About two-thirds of emissions would be subject to NYCI (pronounced “nicky”), meaning the companies responsible would need to purchase allowances from the state. Allowances would be required for most fuel purchases (federal law exempts aviation fuel), and officials are still deciding among other things whether the rules would apply to electric generators, who already pay into a separate system.


The Department of Environmental Conservation (DEC) would determine how many allowances each company needs, establish a limit on the number of allowances sold in a year and place a ceiling on the price of those allowances. As the state approaches its 2030 emissions reduction goal (about 34 percent below 2021 levels), the number of allowances would shrink and the ceiling would rise.

Last week officials from NYSERDA, the state energy agency, presented a preliminary analysis showing how the program could look when it’s launched next year. While they emphasized the price levels were hypothetical, all three scenarios (see below) called for the price ceiling to more than double at the beginning of 2027. By comparison, price ceilings increase 5 to 6 percent in each of the other years.

Put another way:

Under the “modeling exercise,” NYCI would add at least 13 to 21 cents to the cost of a gallon of gasoline in 2026—and 22 to 48 cents in 2027. The total cost in 2025 (in the hypothetical scenarios, in 2022 dollars) would range from $3.1 billion to $5 billion, rising to $5.6 billion to $11.9 billion in 2030. At least 30 percent of NYCI proceeds would be rebated back to at least some New Yorkers (possibly as a refundable tax credit). NYSERDA has indicated a significant portion of households will break even or come out ahead.

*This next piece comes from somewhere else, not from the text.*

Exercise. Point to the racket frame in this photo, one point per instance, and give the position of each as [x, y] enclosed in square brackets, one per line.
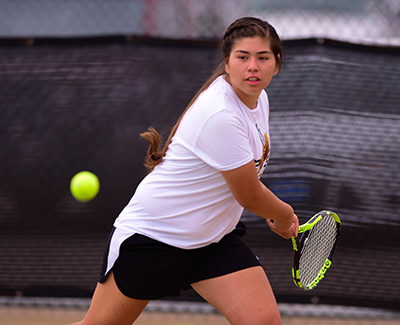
[299, 241]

These are preliminary numbers, but the fact that the 2026-2027 jump was the basis for all three scenarios is a strong indicator this will be a feature of the program when it’s rolled out later this year.

This wouldn’t be the first time New York climate policy was molded with Election Day in mind.

As the Climate Act was being finalized in June 2019, a costly provision—requiring the state to get 38 percent of its electricity from renewables by 2022—was dropped. To put that in perspective, New York only reached 30 percent renewables in 2022 (a target previously set for 2015), and forcing utilities to pay subsidies equivalent to 8 percent of load would have pushed electricity rates considerably higher in 2022 when Governor Andrew Cuomo expected to be seeking a fourth term.

Meanwhile, the announcement of detailed regulations (such as bans on gas stoves and oil furnaces) was moved from June 2022 in the original version to December 2022 in the final text, putting it weeks after the 2022 gubernatorial election.

It’s difficult to square the apocalyptic rhetoric from state officials about the threat posed by climate change with New York again moving climate-policy timelines to mitigate electoral blowback. As a political move, however, given that the state is deliberately aiming to make things cost too much for people to keep using them, doing it after an election makes perfect sense.